Sage Therapeutics cut more than half of its workforce in a restructuring move that slams postpartum drug Zulresso and the sales team promoting it.
The estimated 340 employees laid off primarily worked in commercial operations for Zulresso, an IV drug with a 60-hour infusion time. The company will stop expanding the network of Zulresso treatment sites and double down on commercial operations at existing sites.
The cuts are part of a Sage restructuring aimed at saving $170 million in costs to plow cash into its advancing pipeline. The news comes just months after a bruising phase 3 failure for major depressive disorder candidate SAGE-217, also known as zuranolone.
Just a few weeks ago, the drugmaker said it's working to bounce back from that failure with three short-term studies testing zuranolone in postpartum depression and in two subsets of major depressive disorder patients, namely those who need acute rapid response therapy or episodic therapy.
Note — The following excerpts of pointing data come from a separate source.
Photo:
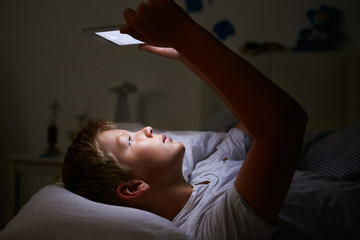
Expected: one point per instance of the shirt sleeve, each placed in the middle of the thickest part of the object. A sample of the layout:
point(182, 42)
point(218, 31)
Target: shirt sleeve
point(232, 218)
point(235, 144)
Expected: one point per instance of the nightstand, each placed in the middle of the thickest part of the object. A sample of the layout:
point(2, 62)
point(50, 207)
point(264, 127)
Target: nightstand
point(27, 175)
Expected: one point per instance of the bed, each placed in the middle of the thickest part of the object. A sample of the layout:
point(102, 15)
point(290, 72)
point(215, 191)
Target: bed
point(323, 201)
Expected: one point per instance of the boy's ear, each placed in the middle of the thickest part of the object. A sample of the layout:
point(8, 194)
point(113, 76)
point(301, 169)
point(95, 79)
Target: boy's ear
point(132, 189)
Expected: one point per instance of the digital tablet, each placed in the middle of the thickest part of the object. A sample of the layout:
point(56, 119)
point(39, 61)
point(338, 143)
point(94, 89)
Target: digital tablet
point(110, 34)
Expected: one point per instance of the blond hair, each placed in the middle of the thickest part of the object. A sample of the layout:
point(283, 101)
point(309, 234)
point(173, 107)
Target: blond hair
point(90, 171)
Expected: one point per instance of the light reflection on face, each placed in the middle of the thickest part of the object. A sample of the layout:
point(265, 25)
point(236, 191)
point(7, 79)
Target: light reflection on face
point(149, 155)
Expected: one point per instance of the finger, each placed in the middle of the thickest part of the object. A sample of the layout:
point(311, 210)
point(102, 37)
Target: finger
point(130, 31)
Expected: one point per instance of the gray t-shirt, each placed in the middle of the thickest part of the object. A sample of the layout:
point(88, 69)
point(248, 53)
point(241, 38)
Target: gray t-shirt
point(215, 209)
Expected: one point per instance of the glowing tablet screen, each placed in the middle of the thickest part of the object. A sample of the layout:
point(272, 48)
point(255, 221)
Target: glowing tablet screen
point(118, 38)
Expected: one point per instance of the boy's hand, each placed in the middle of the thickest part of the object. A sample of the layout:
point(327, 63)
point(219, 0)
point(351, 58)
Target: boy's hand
point(164, 52)
point(157, 22)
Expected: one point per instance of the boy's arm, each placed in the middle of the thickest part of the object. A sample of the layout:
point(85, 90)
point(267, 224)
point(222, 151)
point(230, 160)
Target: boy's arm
point(274, 120)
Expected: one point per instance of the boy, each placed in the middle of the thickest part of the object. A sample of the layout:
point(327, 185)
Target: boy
point(227, 202)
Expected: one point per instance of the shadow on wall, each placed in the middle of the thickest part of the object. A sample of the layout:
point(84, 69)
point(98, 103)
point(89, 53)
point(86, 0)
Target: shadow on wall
point(10, 107)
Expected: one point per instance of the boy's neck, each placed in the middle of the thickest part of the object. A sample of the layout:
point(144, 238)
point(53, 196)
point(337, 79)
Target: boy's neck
point(168, 202)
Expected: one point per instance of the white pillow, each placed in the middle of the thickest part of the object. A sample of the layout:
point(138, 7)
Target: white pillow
point(56, 213)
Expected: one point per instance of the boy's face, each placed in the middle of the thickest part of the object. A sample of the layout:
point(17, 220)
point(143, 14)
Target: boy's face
point(150, 156)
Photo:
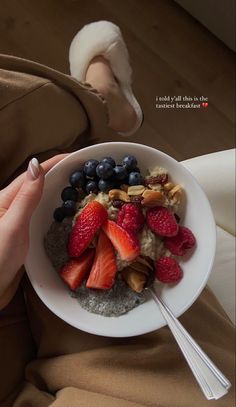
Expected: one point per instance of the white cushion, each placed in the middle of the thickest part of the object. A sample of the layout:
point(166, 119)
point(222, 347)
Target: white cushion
point(222, 277)
point(216, 175)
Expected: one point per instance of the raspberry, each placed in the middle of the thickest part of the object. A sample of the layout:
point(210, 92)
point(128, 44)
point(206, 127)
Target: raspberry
point(168, 270)
point(162, 221)
point(130, 218)
point(180, 243)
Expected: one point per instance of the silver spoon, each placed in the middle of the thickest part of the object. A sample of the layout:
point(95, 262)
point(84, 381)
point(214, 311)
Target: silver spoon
point(210, 379)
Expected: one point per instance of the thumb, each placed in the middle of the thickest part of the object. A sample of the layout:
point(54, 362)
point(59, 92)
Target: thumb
point(28, 196)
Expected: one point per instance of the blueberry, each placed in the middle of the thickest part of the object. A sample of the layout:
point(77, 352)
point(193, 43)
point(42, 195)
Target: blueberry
point(69, 193)
point(90, 167)
point(77, 179)
point(105, 185)
point(91, 187)
point(130, 162)
point(109, 160)
point(59, 214)
point(69, 207)
point(135, 178)
point(104, 170)
point(120, 172)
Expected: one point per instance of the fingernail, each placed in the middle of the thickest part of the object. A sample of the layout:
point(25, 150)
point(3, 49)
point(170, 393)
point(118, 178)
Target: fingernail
point(33, 169)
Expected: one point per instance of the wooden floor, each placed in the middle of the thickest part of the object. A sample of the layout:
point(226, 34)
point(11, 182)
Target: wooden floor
point(171, 53)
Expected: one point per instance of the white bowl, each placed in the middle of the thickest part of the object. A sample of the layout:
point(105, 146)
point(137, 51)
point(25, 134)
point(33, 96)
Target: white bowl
point(196, 215)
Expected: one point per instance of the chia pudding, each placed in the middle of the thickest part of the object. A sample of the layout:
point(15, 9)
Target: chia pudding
point(107, 239)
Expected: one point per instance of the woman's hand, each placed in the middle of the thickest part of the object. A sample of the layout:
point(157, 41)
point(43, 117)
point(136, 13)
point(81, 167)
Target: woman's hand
point(17, 204)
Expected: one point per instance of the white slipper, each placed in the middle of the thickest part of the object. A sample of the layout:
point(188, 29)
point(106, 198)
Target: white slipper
point(104, 38)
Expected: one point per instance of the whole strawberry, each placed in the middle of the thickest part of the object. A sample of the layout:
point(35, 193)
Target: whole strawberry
point(130, 217)
point(162, 221)
point(87, 224)
point(180, 243)
point(168, 270)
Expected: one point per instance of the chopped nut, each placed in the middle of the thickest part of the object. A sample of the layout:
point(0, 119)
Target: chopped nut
point(177, 197)
point(157, 179)
point(173, 191)
point(140, 267)
point(152, 198)
point(124, 187)
point(118, 194)
point(155, 187)
point(136, 199)
point(146, 262)
point(136, 190)
point(168, 186)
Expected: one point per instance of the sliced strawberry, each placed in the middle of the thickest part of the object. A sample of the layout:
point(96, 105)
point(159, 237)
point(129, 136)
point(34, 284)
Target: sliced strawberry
point(75, 270)
point(127, 245)
point(88, 222)
point(102, 275)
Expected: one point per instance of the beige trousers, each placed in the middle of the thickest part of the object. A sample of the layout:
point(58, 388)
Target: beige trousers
point(44, 361)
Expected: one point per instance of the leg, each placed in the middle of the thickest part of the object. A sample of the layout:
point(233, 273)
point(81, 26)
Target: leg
point(42, 112)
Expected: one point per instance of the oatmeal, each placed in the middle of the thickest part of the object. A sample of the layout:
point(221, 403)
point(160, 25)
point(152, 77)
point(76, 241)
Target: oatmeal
point(117, 230)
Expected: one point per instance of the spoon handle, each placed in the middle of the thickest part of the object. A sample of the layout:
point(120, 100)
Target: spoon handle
point(211, 380)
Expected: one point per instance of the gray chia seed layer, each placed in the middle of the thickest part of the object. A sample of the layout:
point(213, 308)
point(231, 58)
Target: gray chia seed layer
point(55, 242)
point(111, 303)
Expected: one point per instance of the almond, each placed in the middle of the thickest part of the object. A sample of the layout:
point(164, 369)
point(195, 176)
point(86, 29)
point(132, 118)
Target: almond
point(168, 186)
point(118, 194)
point(140, 267)
point(134, 279)
point(152, 198)
point(124, 187)
point(136, 190)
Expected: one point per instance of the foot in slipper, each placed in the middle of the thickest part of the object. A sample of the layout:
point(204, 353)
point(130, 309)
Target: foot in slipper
point(98, 55)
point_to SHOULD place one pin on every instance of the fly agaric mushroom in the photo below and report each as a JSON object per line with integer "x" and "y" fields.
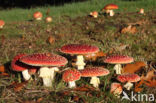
{"x": 109, "y": 9}
{"x": 94, "y": 14}
{"x": 116, "y": 89}
{"x": 118, "y": 60}
{"x": 70, "y": 76}
{"x": 37, "y": 15}
{"x": 19, "y": 66}
{"x": 80, "y": 50}
{"x": 48, "y": 19}
{"x": 129, "y": 78}
{"x": 2, "y": 23}
{"x": 45, "y": 60}
{"x": 141, "y": 11}
{"x": 93, "y": 72}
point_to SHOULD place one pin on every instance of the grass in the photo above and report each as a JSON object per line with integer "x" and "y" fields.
{"x": 73, "y": 25}
{"x": 76, "y": 9}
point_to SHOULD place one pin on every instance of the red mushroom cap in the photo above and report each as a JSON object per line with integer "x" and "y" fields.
{"x": 44, "y": 59}
{"x": 110, "y": 7}
{"x": 79, "y": 49}
{"x": 71, "y": 75}
{"x": 118, "y": 59}
{"x": 116, "y": 88}
{"x": 2, "y": 22}
{"x": 94, "y": 71}
{"x": 37, "y": 15}
{"x": 128, "y": 78}
{"x": 19, "y": 66}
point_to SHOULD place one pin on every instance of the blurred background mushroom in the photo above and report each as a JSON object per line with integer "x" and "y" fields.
{"x": 118, "y": 60}
{"x": 79, "y": 50}
{"x": 48, "y": 63}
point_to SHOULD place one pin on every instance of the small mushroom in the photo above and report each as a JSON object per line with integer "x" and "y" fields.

Analysts viewed the restructuring as a necessary cost-saving measure with J.P. Morgan analysts noting “some surprise that Sage had that much infrastructure devoted to Zulresso to begin with.”
Analysts pointed out the Zulresso commercial cuts extend Sage’s cash runway well into 2022. The savings will take zuranolone through a phase 3 readout in its Shoreline study this year and pay for continuing the three newer studies.
Leerink analysts called the restructuring “much needed” and highlighted both the bottom-line $170 million in cost savings and Sage’s “confidence that it can successfully enroll patients in three new phase 3 depression studies for [zuranolone] in this difficult environment.”
Sage CEO Jeff Jonas said in a news release that the "headwinds we are facing individually and collectively ... led to this difficult decision. We believe this cost reduction and reallocation of resources will help Sage advance our portfolio in a way that is consistent with our mission of delivering medicines that matter to people with serious brain health disorders.